All data of MemCom objects are 1- or 2-dimensional numpy arrays. MemCom supports the data types numpy.char, numpy.int32, numpy.int64, numpy.float32, numpy.float64, numpy.complex32, numpy.complext64 or a Python sequence of a relational table, i.e a sequence of one or more memcom.tb objects.

The db Object

A Database Object is associated with a MemCom database. It is similar to a Python mapping type, mapping a string (the dataset name) to a dataset object (the value of the object).

A MemCom database is opened when creating the memcom.db object. To close a Database (1) call the method memcom.db.close() or (2) delete the memcom.db object. The MemCom database is implicitly closed when the memcom.db object is deleted (i.e. when this object becomes unreachable and garbage-collected). But since garbage collection is not guaranteed to happen and a Python implementation is allowed to postpone garbage collection, an explicit close() method is given for the memcom.db object.

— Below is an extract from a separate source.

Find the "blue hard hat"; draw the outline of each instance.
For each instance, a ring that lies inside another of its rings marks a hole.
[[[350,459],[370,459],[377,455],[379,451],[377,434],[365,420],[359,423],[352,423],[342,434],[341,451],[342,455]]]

The Database Object class and member functions reference below is completed by a list of the Database Object operators.

class db(dirname=None, mode='r', npages=None, psize=None, handle=None)

Creates a Database instance and opens the database files. No data are transferred at this stage.

Parameters:
  • dirname (str) – Path to database.

  • mode (str) – Open mode: ‘r’ means read only (default), ‘w’ means read/write.

  • npages (int) – If specified, open the MemCom database in buffered mode with npages pages of size psize bytes.

  • psize (int) – Page size (bytes) if specified to gether with npages

  • handle (int) – Existing database handle. Default: No handle, i.e database not open.

Raises:

MemcomIOError – If name is not a MemCom database.

clear(wildcard=None, match=None, search=None)

Removes all selected datasets. By default all datasets are removed.

Parameters:
  • wildcard (str) – Selects names with regexp expressions.

  • match (str) – Selects names by exact match.

  • search (str) – Selects names by pattern.

close()

Close the MemCom database. Note that the db object is still there but with no connection to the database files.

Explicitly closing a database invalidates all references to the database. Since closing does not mean saving all data, datasets not explicitly saved to the database will be lost.

copy(wildcard=None, match=None, search=None)

Returns a (shallow) copy of selected datasets.

Parameters:
  • wildcard (str) – Selects names with regexp expressions.

  • match (str) – Selects names by exact match.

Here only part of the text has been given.